Perfect cube factors:
If a number is a perfect cube, then the power of the prime factors should be divisible by 3.
Example 1:Find the number of factors of2⁹3⁶5⁵11⁸ that are perfect cube?
Solution: If a number is a perfect cube, then the power of the prime factors should be divisible by 3. Hence perfect cube factors must have
2^{(0 or 3 or 6or 9)}—– 4 factors
3^{(0 or 3 or 6)} —– 3 factors
5^{(0 or 3)}——- 2 factors
11^{(0 or 3 or 6 )}— 3 factors
Hence, the total number of factors which are perfect cube 4x3x2x3=72
Perfect square and perfect cube
If a number is both perfect square and perfect cube then the powers of prime factors must be divisible by 6.
Example 2: How many factors of 2⁹3⁶5⁵11⁸ are both perfect square and perfect cube?

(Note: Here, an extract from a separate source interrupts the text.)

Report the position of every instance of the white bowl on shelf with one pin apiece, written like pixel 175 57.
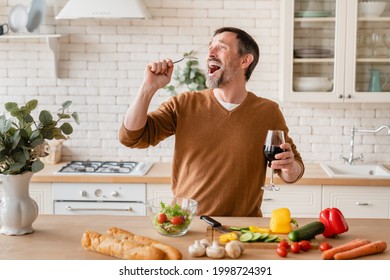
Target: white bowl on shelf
pixel 371 8
pixel 304 84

Solution: If a number is both perfect square and perfect cube then the powers of prime factors must be divisible by 6.Hence both perfect square and perfect cube must have
2^{(0 or 6)}—– 2 factors
3^{(0 or 6)} —– 2 factors
5⁽⁰⁾——- 1 factor
11^{(0 or 6)}— 2 factors
Hence total number of such factors are 2x2x1x2=8
Example 3: How many factors of2⁹3⁶5⁵11⁸are either perfect squares or perfect cubes but not both?
Solution:
Let A denotes set of numbers, which are perfect squares.

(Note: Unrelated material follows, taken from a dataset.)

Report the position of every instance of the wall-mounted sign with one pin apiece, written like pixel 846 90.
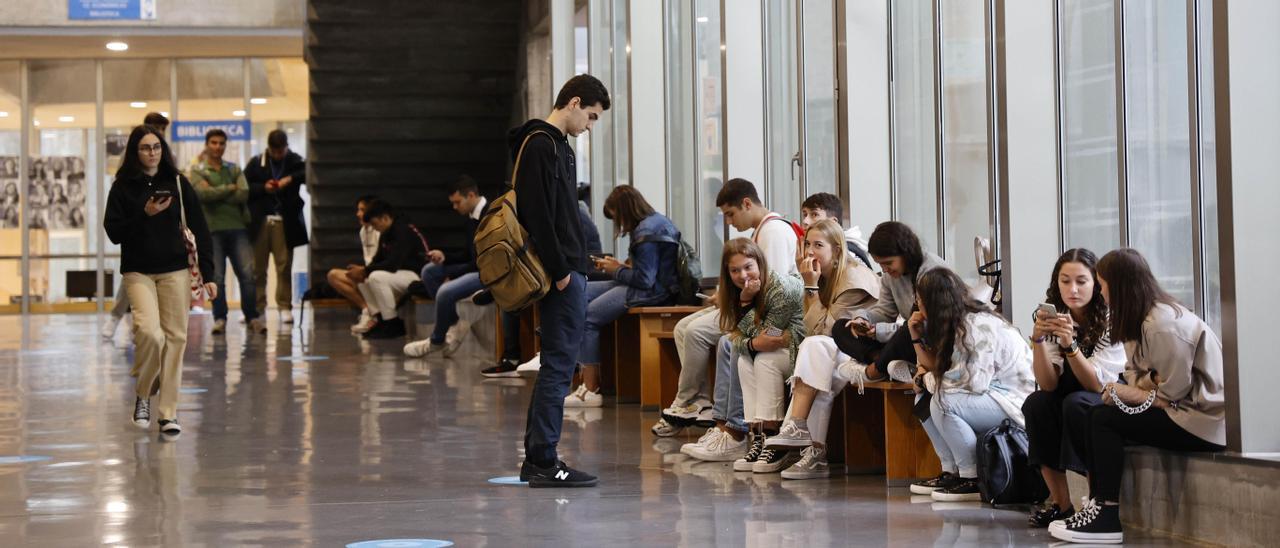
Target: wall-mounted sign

If a number is a perfect square, then the power of the prime factors should be divisible by 2. Hence perfect square factors must have
2^{(0 or 2 or 4 or 6 or 8)}—– 5 factors
3^{(0 or 2 or 4 or 6)} —– 4 factors
5^{(0 or 2or 4 )}——- 3 factors
11^{(0 or 2or 4 or6 or 8 )}— 5 factors
Hence, the total number of factors which are perfect square i.e. n(A)=5x4x3x5=300
Let B denotes set of numbers, which are perfect cubes
If a number is a perfect cube, then the power of the prime factors should be divisible by 3. Hence perfect cube factors must have
2^{(0 or 3 or 6or 9)}—– 4 factors
3^{(0 or 3 or 6)} —– 3 factors
5^{(0 or 3)}——- 2 factors
11^{(0 or 3 or 6 )}— 3 factors
Hence, the total number of factors which are perfect cube i.e. n(B)=4x3x2x3=72
If a number is both perfect square and perfect cube then the powers of prime factors must be divisible by 6.Hence both perfect square and perfect cube must have
2^{(0 or 6)}—– 2 factors
3^{(0 or 6)} —– 2 factors
5⁽⁰⁾——- 1 factor
11^{(0 or 6)}— 2 factors
Hence total number of such factors are i.e.n(A∩B)=2x2x1x2=8
We are asked to calculate which are either perfect square or perfect cubes i.e.
n(A U B )= n(A) + n(B) – n(A∩B)
=300+72 – 8
=364
Hence required number of factors is 364.